Uttana refers to something which is raised and Pada refers to feet in Sanskrit, hence the name Uttana padasana.

Uttana PadasanaSteps for PracticeUttana padasana :
1. Lie down with the back placed on the floor.

2. Fold the hands over the head.

3. Keep heels and toes together.

Uttana Padasana4. Toes should be pointed upwards.

5. Chin slightly facing the chest.

6. While inhaling, lift both legs to 30 degrees.

7. Hold your breath in the posture as much as you can.

8. While exhaling, brings your legs down to the floor without bending your knees.

9. Again inhale and raise the legs to 60 degrees.

10. Retain the breath for a while.

11. While exhaling bring the legs down to the ground.

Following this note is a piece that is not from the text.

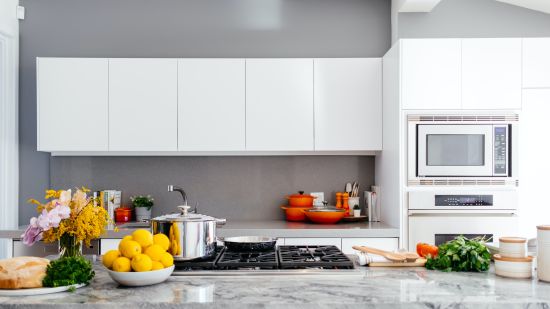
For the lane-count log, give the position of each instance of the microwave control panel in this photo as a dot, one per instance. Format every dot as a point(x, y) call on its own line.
point(500, 150)
point(463, 200)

12. Ardha-Uttanapadasana can be performed in the same manner, by lifting one leg at a time.

Benefits of Uttana padasana:
a) This asana flexes all abdominal muscles, both internally and externally.

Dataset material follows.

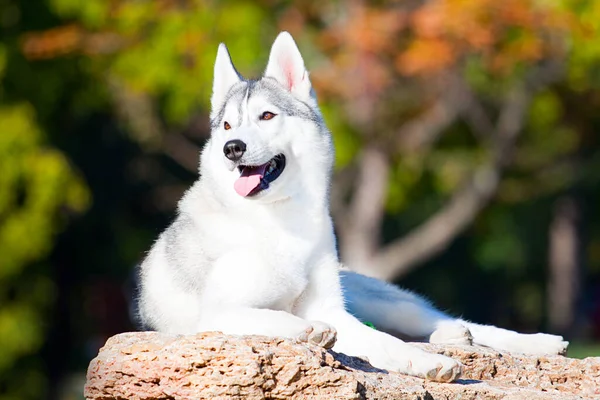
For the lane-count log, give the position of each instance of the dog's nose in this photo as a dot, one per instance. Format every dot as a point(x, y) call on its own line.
point(234, 149)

b) It takes away the extra weight from the abdominal area.

c) It can correct the disorders relating to the pancreas and can cure constipation as well as other wind troubles.

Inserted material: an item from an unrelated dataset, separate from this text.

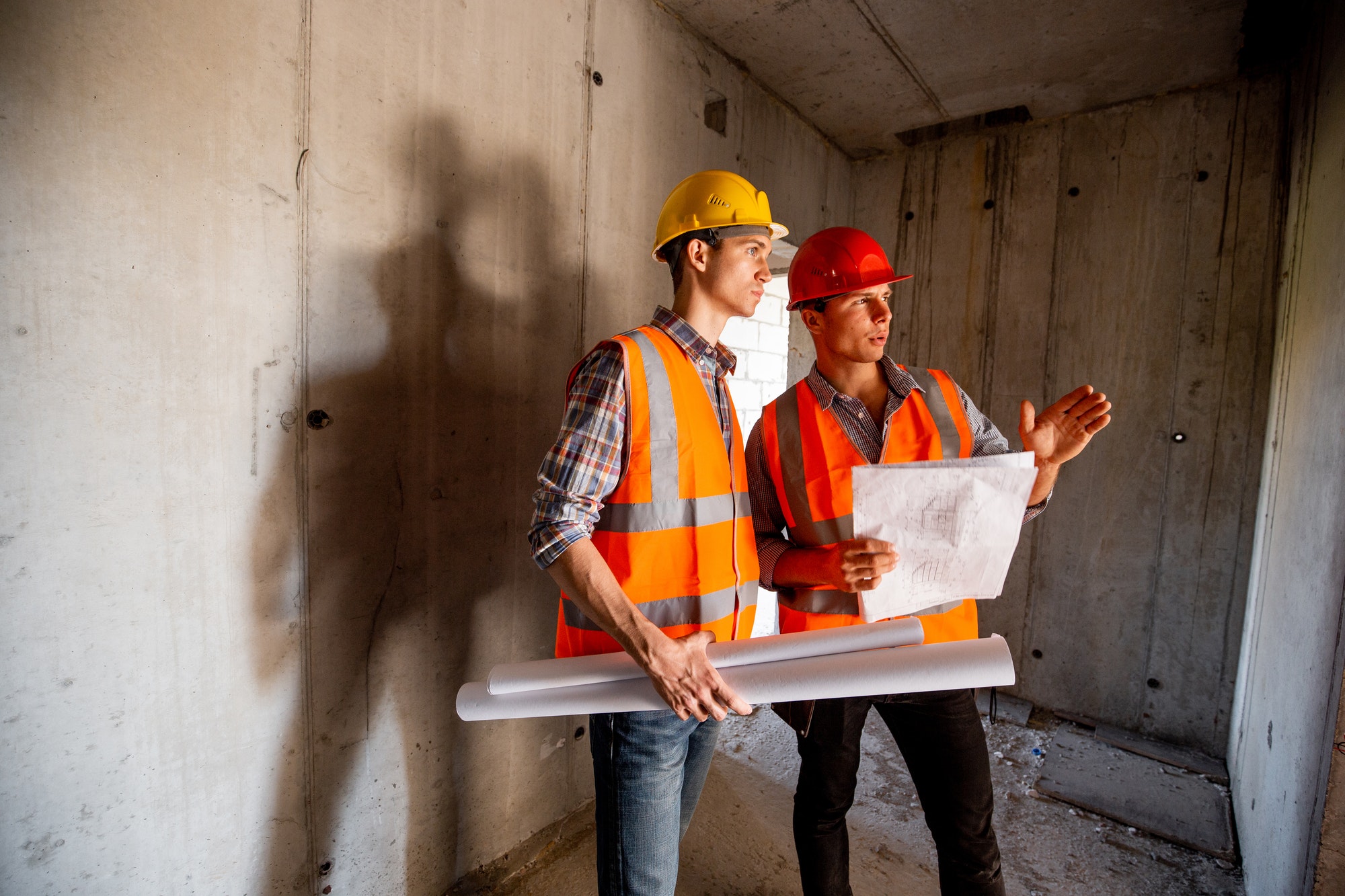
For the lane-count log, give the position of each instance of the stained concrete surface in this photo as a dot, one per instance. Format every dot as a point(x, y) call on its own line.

d) Indigestion and intestinal disorders too can be cured by the regular performance of this asana.

e) This asana also has a great curative and corrective effect on backaches or troubles associated with the waist, buttocks and hip joints.

f) It strengthens the spinal cord, energizes the inner cells and activates the whole nervous system.

g) Reduces the irritability and calms down the mind.

h) This Asana is very beneficial for those suffering from diabetes, constipation, indigestion and nervous weakness.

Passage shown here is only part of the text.